Depending on where you live worldwide, the moon turns full on February 8 or 9, 2020. To the eye, however, the moon will likely appear almost equally full on both nights. The full moon – by definition – occurs at the instant that the moon is 180 degrees opposite the sun in ecliptic longitude. This full moon instant occurs on February 9, at 07:33 Universal Time. At United States times, that’s February 9, at 2:33 a.m. EST, 1:33 a.m. CST, 12:33 a.m. MST – yet on February 8, at 11:33 p.m. PST, 10:33 p.m. Alaskan Time and 9:33 p.m. Hawaiian Time.

Because the moon is opposite the sun at full moon, the February full moon mimics the path of the sun six months from now, or in early August. From around the world, the August sun – like the February full moon – rises north of due east and sets north of due west. In the Northern Hemisphere, the February full moon (like the August sun) follows the high path of the summer sun and therefore stays out longer than 12 hours; yet, at temperate latitudes in the Southern Hemisphere, the February full moon (like the August sun) follows the low path of the winter sun and stays out for less than 12 hours.

In February, from around the world, the sun rises south of due east and sets south of due west. Therefore, the southern February sun gives the Northern Hemisphere less than 12 hours of sunlight, but provides more than 12 hours of sunlight to the Southern Hemisphere.

Day by day, the sun is rising and setting farther and farther northward along the horizon. Day by day, the Southern Hemisphere is slowly losing daylight while the Northern Hemisphere is gaining it. By the time the March equinox comes on March 20, 2020, the sun will rise due east and set due west, giving equal day and night around the world. After that, the sun will rise and set north of due east and west, giving the Northern Hemisphere its turn for longer and warmer days.

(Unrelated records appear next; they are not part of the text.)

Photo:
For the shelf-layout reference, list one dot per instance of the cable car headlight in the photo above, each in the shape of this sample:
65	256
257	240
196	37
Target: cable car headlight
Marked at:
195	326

Moon rising above a ridgeline, illuminating clouds with rainbow-like colors.

View at EarthSky Community Photos. | Eliot Herman of Tucson, Arizona caught the February 8, 2020 full moon, too, rising colorfully above a ridgeline. Thank you, Elliot!

Bottom line: At the vicinity of full moon, the moon rises around sunset, climbs highest in the sky around midnight, and sets around sunset. This February 2020 full moon – on February 8-9 – is near the star Regulus in the constellation Leo. For us in the Northern Hemisphere, the path of this Snow Moon across our sky is a welcome reminder of the longer summer days to come.